Diana se encoge de hombros, impaciente, y cambia de tema.
—¿Dónde está Ahmed? —inquiere.
—En la azotea, limpiando las jaulas de los pichones.
—Pues dile que baje, porque he venido a hablar con él —la mira con deliberada ironía— de su paloma. Porque supongo que tendré que pedirle licencia para llevarte conmigo.
Ah, cómo se ilumina el rostro de Joy. Ésta es mi chica. En todos los sentidos, reconoce Diana. Qué demonios, mejor una patrona como yo que una familia musulmana demasiado tradicional.
Porque los otros han comenzado a acudir. Cuatro mujeres también veladas: una mayor, más bien vieja, aunque quizá sólo tenga la edad de Diana, es Um Maher, la madre; viste de negro, como una campesina. Las otras tres son jóvenes, las hermanas y la mujer de Maher, van con
hiyab
de color marrón, igual que Joy. Aisha y Gamila se apresuran a contarle que ambas tienen marido —sus trofeos—, y que los susodichos están trabajando fuera.

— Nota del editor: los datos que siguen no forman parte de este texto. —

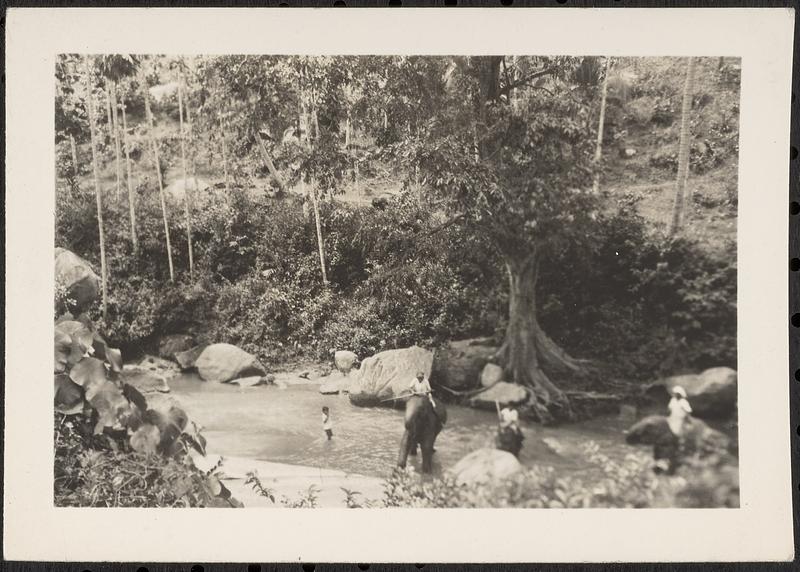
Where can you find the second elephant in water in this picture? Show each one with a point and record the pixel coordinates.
(423, 423)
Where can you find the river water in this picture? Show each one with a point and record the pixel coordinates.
(284, 424)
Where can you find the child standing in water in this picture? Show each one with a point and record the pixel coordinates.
(327, 424)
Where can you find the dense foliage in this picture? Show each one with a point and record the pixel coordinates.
(406, 271)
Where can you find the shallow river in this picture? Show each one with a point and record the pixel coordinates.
(284, 425)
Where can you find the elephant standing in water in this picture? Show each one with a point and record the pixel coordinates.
(423, 423)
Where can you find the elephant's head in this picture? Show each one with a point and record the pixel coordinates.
(421, 417)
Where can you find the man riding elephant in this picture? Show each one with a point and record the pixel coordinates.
(424, 419)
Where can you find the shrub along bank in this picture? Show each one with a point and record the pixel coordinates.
(398, 276)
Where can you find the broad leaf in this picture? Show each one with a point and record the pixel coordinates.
(68, 395)
(90, 373)
(111, 406)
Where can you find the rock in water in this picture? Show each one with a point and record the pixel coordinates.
(225, 362)
(77, 276)
(253, 380)
(336, 382)
(486, 465)
(458, 365)
(711, 394)
(388, 374)
(502, 393)
(344, 360)
(158, 365)
(491, 374)
(145, 380)
(186, 360)
(172, 344)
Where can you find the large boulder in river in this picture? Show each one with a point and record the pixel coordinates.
(344, 360)
(145, 380)
(486, 465)
(712, 393)
(77, 276)
(172, 344)
(388, 374)
(187, 359)
(502, 393)
(698, 438)
(458, 365)
(226, 362)
(336, 382)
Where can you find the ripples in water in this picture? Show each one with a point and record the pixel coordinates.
(285, 425)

Salma, la cuñada, se muestra cariacontecida al confesar que no le ha dado descendencia a Maher, y que éste carece de empleo fijo.

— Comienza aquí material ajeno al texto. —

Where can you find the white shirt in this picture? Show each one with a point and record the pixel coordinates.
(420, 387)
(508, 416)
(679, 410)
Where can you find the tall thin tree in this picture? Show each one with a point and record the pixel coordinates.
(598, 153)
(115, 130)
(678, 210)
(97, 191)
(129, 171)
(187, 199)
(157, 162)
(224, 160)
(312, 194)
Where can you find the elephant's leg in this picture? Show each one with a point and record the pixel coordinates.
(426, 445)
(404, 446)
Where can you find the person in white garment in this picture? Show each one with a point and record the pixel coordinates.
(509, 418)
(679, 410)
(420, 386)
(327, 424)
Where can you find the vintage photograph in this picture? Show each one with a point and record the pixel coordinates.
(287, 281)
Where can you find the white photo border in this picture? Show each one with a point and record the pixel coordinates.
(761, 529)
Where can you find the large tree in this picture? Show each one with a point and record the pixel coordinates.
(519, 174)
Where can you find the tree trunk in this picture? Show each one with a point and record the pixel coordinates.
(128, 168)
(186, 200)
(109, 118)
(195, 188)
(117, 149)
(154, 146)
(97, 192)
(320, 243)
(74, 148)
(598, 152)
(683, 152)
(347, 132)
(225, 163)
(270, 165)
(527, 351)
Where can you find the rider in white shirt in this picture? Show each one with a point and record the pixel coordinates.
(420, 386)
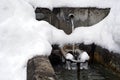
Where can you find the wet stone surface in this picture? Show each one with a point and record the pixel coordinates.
(96, 72)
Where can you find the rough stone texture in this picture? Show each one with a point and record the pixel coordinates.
(86, 17)
(39, 68)
(59, 17)
(108, 59)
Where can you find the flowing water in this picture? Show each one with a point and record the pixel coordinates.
(95, 72)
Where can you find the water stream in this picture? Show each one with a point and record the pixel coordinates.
(95, 72)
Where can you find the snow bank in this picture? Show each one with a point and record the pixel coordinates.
(22, 37)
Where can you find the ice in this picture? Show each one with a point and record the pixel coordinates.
(22, 37)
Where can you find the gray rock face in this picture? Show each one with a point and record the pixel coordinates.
(39, 68)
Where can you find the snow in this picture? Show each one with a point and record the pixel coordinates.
(69, 56)
(22, 37)
(84, 56)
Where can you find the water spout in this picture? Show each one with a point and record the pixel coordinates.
(71, 17)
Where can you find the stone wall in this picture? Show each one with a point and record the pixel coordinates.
(39, 68)
(59, 17)
(108, 59)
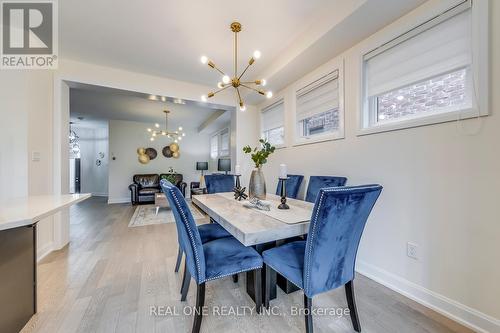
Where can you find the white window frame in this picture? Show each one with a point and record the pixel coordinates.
(218, 135)
(479, 67)
(336, 64)
(275, 101)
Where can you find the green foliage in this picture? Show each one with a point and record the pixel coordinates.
(259, 157)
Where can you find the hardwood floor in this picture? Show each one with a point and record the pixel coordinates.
(110, 275)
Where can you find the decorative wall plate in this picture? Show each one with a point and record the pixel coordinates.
(167, 152)
(151, 152)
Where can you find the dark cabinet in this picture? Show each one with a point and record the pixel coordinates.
(17, 277)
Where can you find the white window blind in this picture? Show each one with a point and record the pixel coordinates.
(429, 50)
(318, 97)
(273, 116)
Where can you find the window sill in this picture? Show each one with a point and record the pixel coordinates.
(318, 139)
(419, 122)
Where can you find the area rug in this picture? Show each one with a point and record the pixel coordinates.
(146, 215)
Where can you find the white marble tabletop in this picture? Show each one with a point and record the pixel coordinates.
(23, 211)
(248, 225)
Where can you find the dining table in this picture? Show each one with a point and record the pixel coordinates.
(260, 229)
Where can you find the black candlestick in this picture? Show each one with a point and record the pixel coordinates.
(238, 181)
(239, 192)
(283, 204)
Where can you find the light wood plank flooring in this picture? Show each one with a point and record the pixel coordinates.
(110, 275)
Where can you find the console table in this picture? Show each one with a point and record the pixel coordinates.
(18, 220)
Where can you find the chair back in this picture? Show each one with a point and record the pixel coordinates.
(292, 186)
(187, 231)
(218, 183)
(318, 182)
(338, 219)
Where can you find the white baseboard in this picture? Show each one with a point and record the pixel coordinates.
(43, 251)
(454, 310)
(118, 200)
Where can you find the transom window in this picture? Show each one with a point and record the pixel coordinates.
(317, 108)
(423, 76)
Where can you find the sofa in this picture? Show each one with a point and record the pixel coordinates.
(145, 186)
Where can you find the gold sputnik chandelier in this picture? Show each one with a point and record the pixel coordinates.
(236, 81)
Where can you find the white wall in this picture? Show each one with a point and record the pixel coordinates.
(94, 179)
(441, 191)
(124, 139)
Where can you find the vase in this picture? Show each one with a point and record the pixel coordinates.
(257, 186)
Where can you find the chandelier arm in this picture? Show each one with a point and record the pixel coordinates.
(235, 54)
(218, 91)
(249, 64)
(262, 92)
(218, 70)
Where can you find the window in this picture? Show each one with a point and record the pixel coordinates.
(272, 120)
(220, 144)
(318, 114)
(224, 143)
(423, 76)
(214, 146)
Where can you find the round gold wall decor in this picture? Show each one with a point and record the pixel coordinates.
(174, 147)
(143, 159)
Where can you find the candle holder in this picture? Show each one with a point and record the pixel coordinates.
(283, 204)
(239, 193)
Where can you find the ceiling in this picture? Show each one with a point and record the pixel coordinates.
(167, 37)
(97, 105)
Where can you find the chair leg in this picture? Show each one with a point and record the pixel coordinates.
(258, 289)
(198, 311)
(185, 283)
(351, 303)
(268, 272)
(179, 259)
(308, 314)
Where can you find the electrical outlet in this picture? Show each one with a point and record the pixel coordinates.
(412, 250)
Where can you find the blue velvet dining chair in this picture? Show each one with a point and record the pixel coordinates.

Todos viven en la casa. Mientras deja que la conduzcan a la sala, Diana echa cuentas. Le salen ocho adultos, más Yara, más los machitos que las hermanas se vanaglorian de haber traído al mundo, y que están en el colegio. Hija mía, suerte tienes de que he venido a liberarte, piensa Dial, mirando a Joy de refilón. En esta casa, Yara y tú seréis las criadas. Y sin cobrar.

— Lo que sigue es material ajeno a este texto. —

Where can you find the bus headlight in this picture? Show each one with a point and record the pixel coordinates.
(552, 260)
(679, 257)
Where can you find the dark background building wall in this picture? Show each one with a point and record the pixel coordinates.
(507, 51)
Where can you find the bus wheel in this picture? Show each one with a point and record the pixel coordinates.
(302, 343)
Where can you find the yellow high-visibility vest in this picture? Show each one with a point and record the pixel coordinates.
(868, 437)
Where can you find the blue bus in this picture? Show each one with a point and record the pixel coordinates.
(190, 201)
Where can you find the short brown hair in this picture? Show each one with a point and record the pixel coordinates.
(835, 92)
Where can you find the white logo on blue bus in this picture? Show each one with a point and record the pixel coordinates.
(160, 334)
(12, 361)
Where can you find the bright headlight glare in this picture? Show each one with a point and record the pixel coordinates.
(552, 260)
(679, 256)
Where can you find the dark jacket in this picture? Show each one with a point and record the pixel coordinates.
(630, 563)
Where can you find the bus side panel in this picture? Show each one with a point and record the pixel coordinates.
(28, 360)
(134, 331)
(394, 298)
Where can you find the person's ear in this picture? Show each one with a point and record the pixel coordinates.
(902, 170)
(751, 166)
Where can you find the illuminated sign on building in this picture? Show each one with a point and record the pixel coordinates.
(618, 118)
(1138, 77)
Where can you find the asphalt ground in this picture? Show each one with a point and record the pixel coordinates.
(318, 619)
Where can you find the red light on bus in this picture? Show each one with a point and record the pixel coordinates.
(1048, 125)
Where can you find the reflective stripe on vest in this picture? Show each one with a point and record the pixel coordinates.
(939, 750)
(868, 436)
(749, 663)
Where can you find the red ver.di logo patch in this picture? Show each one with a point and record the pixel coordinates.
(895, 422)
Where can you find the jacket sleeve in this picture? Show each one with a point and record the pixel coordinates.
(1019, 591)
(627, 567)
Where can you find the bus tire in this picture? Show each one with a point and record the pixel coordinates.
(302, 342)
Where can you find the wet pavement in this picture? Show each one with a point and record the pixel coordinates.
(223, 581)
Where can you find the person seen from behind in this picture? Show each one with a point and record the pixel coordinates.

La visitante y sus anfitriones se instalan en la habitación de las mujeres. El suelo de cemento está casi cubierto de esteras. Joy le acerca una silla de plástico blanco y le pregunta si quiere café o té. Diana pide agua y señala otra silla.
—Tráela y siéntate aquí —ordena.
—Voy a por Yara —anuncia Joy, sin sentarse—. Está dormida.
Regresa en un momento, con la niña, apacible como un buda en reposo, vestida con un mono rosa y con el pelo oscuro y rizado cubierto de lazos. Desborda los brazos de su madre.
—Mi muñeca —Joy sonríe—. Ya tiene cuatro meses.
—¡Cómo ha crecido! —Dial piensa que la niña va para obesa, está sobrealimentada.
Aprovecha que las otras siguen en la cocina, alborotadas, y que Maher ha ido a buscar a Ahmed.
—Siéntate, Joy. —La repasa de arriba abajo: lleva prendas anchas y sosas—. Estás más gorda.
La otra baja la cabeza. Cuando la levanta lo hace con determinación.
—Tengo una familia.
—¿Es todo lo que mereces?
—Yo no soy como usted.
—En Beirut eras libre.
—Aquí tengo paz. Ellos cumplen con su parte si yo cumplo con la mía. Son buena gente. Me cuidan.
—Tú verás —resopla Diana.
Ofendida, o aparentándolo —le cuesta mucho enfadarse con Joy, y más hoy—, se dedica a inspeccionar la habitación. En un rincón, en el suelo, junto a unos cojines, ve bandejas de diferentes tamaños. Están llenas de cuentas de colores, de ovillos de hilo de nilón, de pequeños ganchos metálicos.